Kpalimé, 24 mars (ATOP)- Un projet dénommé « Ensemble pour les droits des femmes, des personnes vulnérables et marginalisées par la vulgarisation des procédures de saisines des mécanismes internationaux des droits humains » a été lancé le jeudi 23 mars à Kpalimé.
Ce projet est initié par le Groupe de réflexion et d’action, femme démocratie et développement (GF2D) en collaboration avec la Coalition togolaise des défenseurs des droits humains (CTDDH) avec le soutien financier de l’ambassade des Etats-Unis d’Amérique au Togo. Il vise à renforcer les capacités des Organisations de la société civile (OSC) sur les mécanismes pour la jouissance et la protection des droits humains. Il s’exécute sur douze mois et couvre toutes les régions du pays.
Le lancement dudit projet s’est déroulé au terme d’un atelier de formation des formateurs des Organisations de défense des droits humains (ODDH) engagés dans la protection des droits des personnes vulnérables.
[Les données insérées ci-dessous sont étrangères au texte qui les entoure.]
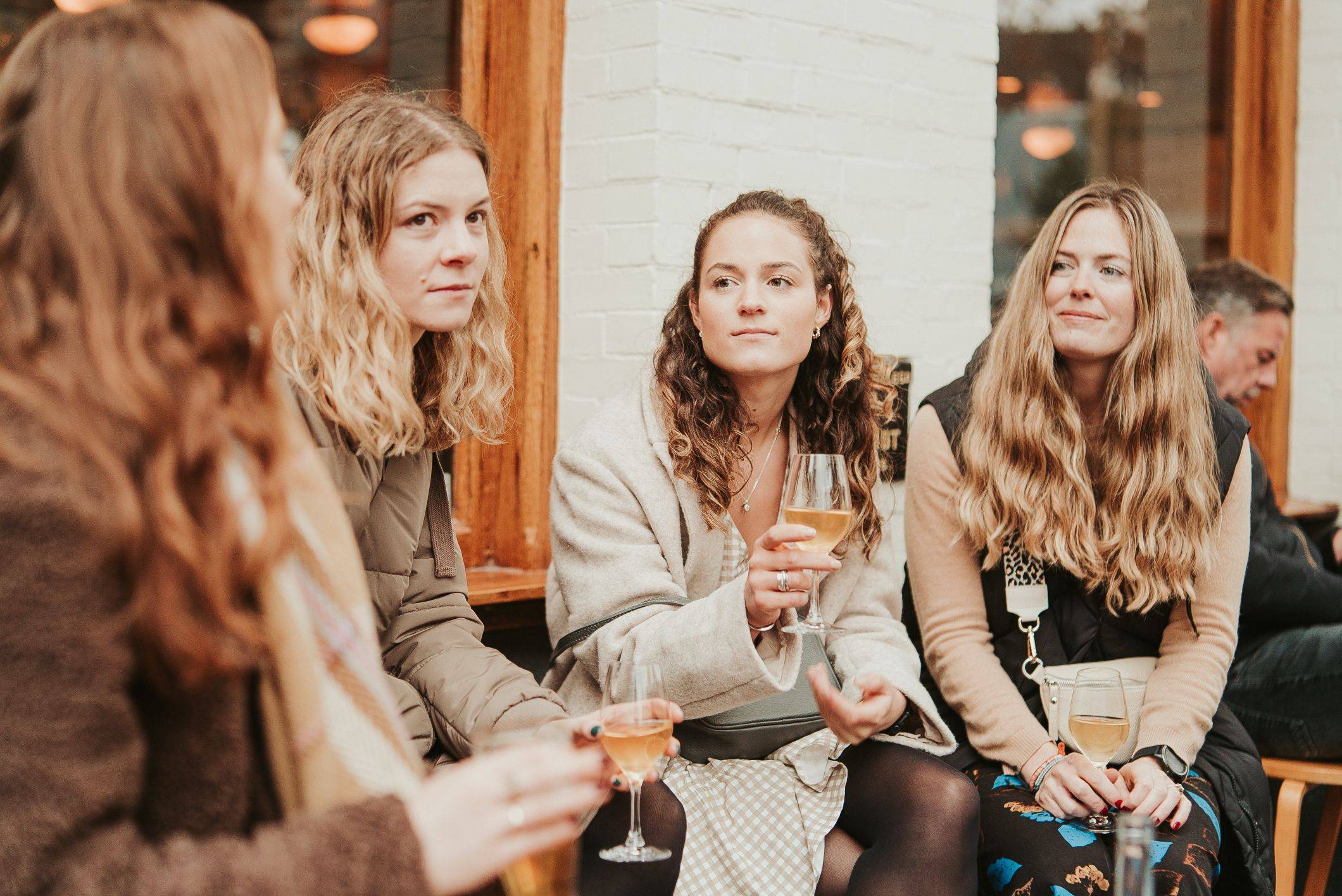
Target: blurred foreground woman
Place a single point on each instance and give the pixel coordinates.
(191, 703)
Le projet se propose de documenter les cas de violation et abus des droits des personnes vulnérables et marginalisées, et d’organiser un événement parallèle à la session de la commission africaine sur les ODDH et la restriction de l’espace civique à Banjul (capitale de la Gambie). Il entend aussi former des professionnels de santé, des acteurs communautaires et des leaders traditionnels et religieux, des forces de l’ordre et de la justice pour la fourniture des services non discriminatoires, d’appuyer les centres d’écoute et d’assistance juridique pour l’amélioration de la qualité de services.
Le directeur de la Promotion des droits humains, Yao Francis Dzokoto a relevé que les ambitions de ce projet s’inscrivent dans la droite ligne des priorités du gouvernement telles que définies dans la feuille de route du gouvernement pour assurer une protection aux citoyens.